You can thank depreciation for the savings. But one primary concern when buying a used car, even one which has been well maintained, is the cost of significant repairs. Fortunately, many used vehicles still have the original warranty, but this coverage might run out within a year of buying the car.
As such, many buyers turn to extended auto warranties to get added protection for their cars. This sort of coverage is getting a lot of attention from car owners and with good reason. As the economy slows and the state puts in place requirements for new cars, many buyers turn to used cars and a more economical choice to get around.
However, buying additional coverage does require understanding the ins and outs of both “mechanical breakdown coverage” and “vehicle service contracts.” They are very different offerings, and an excellent place to start would be an article we found, which can give you some more information on the differences between the two and the coverage options. You can check out this article here: https://gogetolive.com/can-you-buy-an-extended-warranty-for-a-used-car-in-california/
How Extended Warranties Differ from Manufacturer’s Warranties
While most manufacturers offer extended coverage, for the sake of the reader, we will be comparing the differences between the warranties which come with a new car, the “manufacturer’s warranty,” and an extended warranty or coverage option you get from a third party.
These forms of coverage can be quite different, with many manufacturers offering a bumper-to-bumper warranty option for new cars – even it is only for the first year or so of use. Also, when you are buying a used car, the original warranty already has time on it. As such, the bumper-to-bumper coverage might have run out, and content on the engine and the transmission may also be coming to an end.
This is where an extended warranty can come in handy. You are purchasing additional coverage for your vehicle to handle the cost of significant repairs, such as the engine or the transmission. While you can get additional coverage from the manufacturer, many opt for third-party policies. They tend to be less expensive and more flexible in terms of the coverage options.
But an extended warranty is not the same as the original manufacturer’s warranty. Instead, you should think of it as an insurance policy. But unlike the comprehensive coverage you have your vehicle, this coverage will pay for repairs – even if the car is not in an accident.
What Are the Options?
It turns out there are three options when considering to extend coverage on your car. The first is an extended warranty, then you have Vehicle Service Contracts (VSC), and the last option is mechanical breakdown insurance.

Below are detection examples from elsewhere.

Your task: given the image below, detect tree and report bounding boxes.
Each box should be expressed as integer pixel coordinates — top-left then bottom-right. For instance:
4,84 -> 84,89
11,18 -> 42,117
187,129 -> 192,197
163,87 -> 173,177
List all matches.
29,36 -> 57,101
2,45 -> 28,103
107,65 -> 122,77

Depending on where you live, you will want to check with the Department of Insurance to find out more about extended warranties in the state. This is important as the rules in some states draw an extremely strict distinction between who can offer a warranty. As such, check with the regulators and do your homework as the “warranty” you are offered might not be enforceable where you live.

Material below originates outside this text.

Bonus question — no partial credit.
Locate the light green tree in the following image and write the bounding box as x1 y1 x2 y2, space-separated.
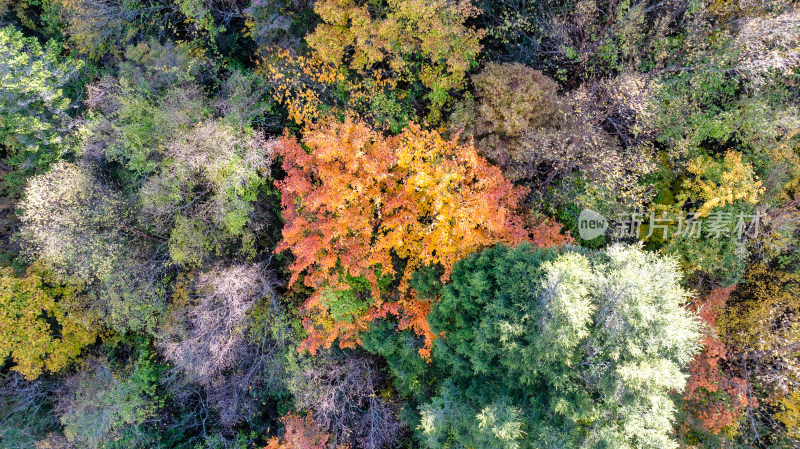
0 26 82 191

As for a VSC, these can be offered by the dealer or other third parties. While the function is similar to that of a warranty, these offerings are not regulated in some states. So, you should read the fine print and ask a lot of questions before opting for this type of agreement.

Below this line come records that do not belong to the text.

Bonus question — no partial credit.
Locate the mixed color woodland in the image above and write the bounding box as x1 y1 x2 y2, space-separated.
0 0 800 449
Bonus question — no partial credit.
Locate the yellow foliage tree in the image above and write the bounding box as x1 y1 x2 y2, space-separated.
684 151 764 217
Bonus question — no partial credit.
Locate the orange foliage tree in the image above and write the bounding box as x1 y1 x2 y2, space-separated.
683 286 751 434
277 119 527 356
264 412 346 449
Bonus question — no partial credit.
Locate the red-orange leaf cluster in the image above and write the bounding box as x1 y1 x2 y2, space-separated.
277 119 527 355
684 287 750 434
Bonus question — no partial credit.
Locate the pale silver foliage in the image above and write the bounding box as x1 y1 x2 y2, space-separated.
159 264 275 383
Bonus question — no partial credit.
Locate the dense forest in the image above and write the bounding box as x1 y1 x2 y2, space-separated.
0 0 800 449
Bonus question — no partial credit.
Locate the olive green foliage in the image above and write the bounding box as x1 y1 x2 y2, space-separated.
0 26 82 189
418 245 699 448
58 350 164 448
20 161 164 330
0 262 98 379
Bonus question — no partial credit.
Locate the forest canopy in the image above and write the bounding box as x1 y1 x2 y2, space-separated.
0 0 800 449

Then you have Mechanical Breakdown Insurance (MBI). As it sounds, this form of coverage will help to pay for repairs of major mechanical items in your car. In some cases, you can get content for vehicles up to 11 years old, and with more than 140,000 and the older your used car is, the more you should consider some additional protection.
Unlike VSCs, many states regulate MBIs. While this does not mean that the protection will meet your exact needs, it does mean that the government is overseeing the industry to make sure that unscrupulous companies are not preying on buyers of used cars. Also, you can get MSC from a variety of sources, not just the dealer. This includes banks, credit unions, directly from online vendors, or from your insurance agent.
With the economy in a state of uncertainty, and more buyers considering a new-to-them car, rather than a new car, extended auto warranties are being noticed. If you are considering buying a used car, then you should consider this form of coverage as well.